Snow foam is OK, but I prefer a Pre-Wash in a pump spray, less faff.

I will only snow if the car is caked in dried on mud in winter.


----------



## Bero (Mar 9, 2008)

Does it remove a lot of dirt? - Yes

Does it remove much more dirt than a PW alone? A fair bit depending on the SF.

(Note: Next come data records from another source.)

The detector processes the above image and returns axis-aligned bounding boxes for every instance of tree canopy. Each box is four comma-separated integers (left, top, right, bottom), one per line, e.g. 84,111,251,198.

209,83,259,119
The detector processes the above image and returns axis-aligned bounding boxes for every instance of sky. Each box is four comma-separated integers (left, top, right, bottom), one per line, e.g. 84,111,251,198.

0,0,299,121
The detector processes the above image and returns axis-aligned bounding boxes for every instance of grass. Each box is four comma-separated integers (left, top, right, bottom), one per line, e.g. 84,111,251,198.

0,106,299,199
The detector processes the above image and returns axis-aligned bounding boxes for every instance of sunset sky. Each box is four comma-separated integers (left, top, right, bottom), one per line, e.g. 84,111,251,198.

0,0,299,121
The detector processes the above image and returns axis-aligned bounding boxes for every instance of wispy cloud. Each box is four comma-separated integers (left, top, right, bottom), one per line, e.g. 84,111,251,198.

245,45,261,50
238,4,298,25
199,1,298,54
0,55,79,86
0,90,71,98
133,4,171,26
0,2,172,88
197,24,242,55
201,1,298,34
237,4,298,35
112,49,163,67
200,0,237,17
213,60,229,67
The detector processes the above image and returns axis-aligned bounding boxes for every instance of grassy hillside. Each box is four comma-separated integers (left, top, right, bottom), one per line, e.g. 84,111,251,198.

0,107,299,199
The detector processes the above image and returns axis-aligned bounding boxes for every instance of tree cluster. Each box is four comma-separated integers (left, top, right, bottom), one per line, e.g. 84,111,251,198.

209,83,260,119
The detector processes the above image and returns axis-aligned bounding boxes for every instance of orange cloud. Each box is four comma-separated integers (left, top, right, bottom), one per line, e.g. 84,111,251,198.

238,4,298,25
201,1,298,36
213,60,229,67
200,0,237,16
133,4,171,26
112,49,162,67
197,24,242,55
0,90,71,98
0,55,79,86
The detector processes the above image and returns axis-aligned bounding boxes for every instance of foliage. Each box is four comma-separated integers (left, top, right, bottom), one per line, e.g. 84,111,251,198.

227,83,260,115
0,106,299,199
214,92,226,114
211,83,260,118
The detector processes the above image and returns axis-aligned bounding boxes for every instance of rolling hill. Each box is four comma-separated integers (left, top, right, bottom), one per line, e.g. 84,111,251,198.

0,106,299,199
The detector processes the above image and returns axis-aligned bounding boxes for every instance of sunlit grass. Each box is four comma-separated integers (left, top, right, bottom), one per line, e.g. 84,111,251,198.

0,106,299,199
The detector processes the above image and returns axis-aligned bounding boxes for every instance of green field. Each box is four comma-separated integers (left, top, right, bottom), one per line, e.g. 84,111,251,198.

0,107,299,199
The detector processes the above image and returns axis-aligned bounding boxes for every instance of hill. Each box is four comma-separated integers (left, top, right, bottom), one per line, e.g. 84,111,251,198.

It it essential? - Definitely not

Does it look cool? - Absolutely!


----------



## TonyH38 (Apr 7, 2013)

Found it ineffective to be honest.


----------



## mr.t (Oct 1, 2010)

I tried it for first time last week
1 word.....fantastic!!!
Check out my thread with pix.


----------



## Pittsy (Jun 14, 2014)

I have snow foamed in the past but stopped for the following reasons:
1) Foam everywhere
2) it seems to slide off a well waxed car (might have been my mixture)
3) PITA to set up each time
4) Dropped and broke the lance
So now i use VP CPW through a pump sprayer and have never looked back, it cleaned just as well if not better, less fuss and mess, cheaper as the pump sprayer only cost a couple of squid and i dont look like a knob when doing it..... any more of a knob anyway


----------



## Clyde (Feb 15, 2012)

Personally I'd say a pre wash is just as effective, cheaper and quicker. Used many snow foams and never really been won over by them. I tend to reach for a pre wash these days.


----------



## Kimo (Jun 7, 2013)

Don't get how setting up snow foam takes any longer than setting up a pre wash in a sprayer, oh wait, it's quicker cos you don't have to pump every 5 seconds -.-

If you have a good foam then itll perform just as well if not better than a pre wash

Problem is people just go for the ones which look pretty, smell nice or have a fancy name lol

It's also far cheaper for snow foam than pre wash too :lol:


----------



## Dougnorwich (Jun 27, 2014)

Kimo73 said:


> Don't get how setting up snow foam takes any longer than setting up a pre wash in a sprayer, oh wait, it's quicker cos you don't have to pump every 5 seconds -.-
> 
> If you have a good foam then itll perform just as well if not better than a pre wash
> 
> ...


Ere ere Mr kimo

Expensive and smelly doesn't always equal good....unless she's blonde


----------



## JwilliamsM (Dec 20, 2011)

I've had it with snow foam now. It works ok and looks pretty, but the mess it makes in the door shuts/engine bay/boot is beyond a pain in a$$ to remove when drying. 
I much prefer my valet pro pre wash in my osatu pump sprayer, much tidier and as effective if not better


----------